Hehe, no one cares?
Anyway, he had a lot of good stuff to say. First he gave his testimony, then he talked about how the bible we have today is the same as when it was first written. Like how we have somewhere around 24,000 manuscripts of the old testament to within 50 years of when it was written, but of other historical books, like Caeser's Gallic Wars, which only we have like around 9 manuscripts of it and the oldest is 1000 years after Caesers death.

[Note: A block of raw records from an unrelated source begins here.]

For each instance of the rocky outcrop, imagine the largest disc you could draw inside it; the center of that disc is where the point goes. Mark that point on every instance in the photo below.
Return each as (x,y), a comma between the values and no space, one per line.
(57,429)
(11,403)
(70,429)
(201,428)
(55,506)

Then he talked about 11 of the 12 disciples suffered brutal tortures and deaths, because of what they believed. Many people in history have died for lies, but they truly believed it was true. No one would die for a lie if they knew it wasn't true, because that goes against human nature. The apostles were eye witnesses, and so was everybody that was in the community that Jesus lived in. Everybody knew what Jesus did, and if someone tried to lie about what he did, someone would immediately correct them.
The last thing he talked about was love and sex and stuff like that. He asked 3 people to define love, and they did, but they had some different definitions. He said that if he asked everybody in the room to define love, there would probably be around 200 different definitions. Hardly anybody knows what love is. He showed us Ephesians 5:28, 29, which says that husbands should love their wives as they love themselves, for no one ever hated his own body, but nourishes it and cherishes it, as Christ does the church. We love our own bodies, by nourishing it and cherishing it. Nourish is to provide, like to provide wisdom and spirituality and the like, and cherish is to protect.
There was a lot more stuff too, of course, but I can't repeat it all that well, and I'm too lazy to type it all out.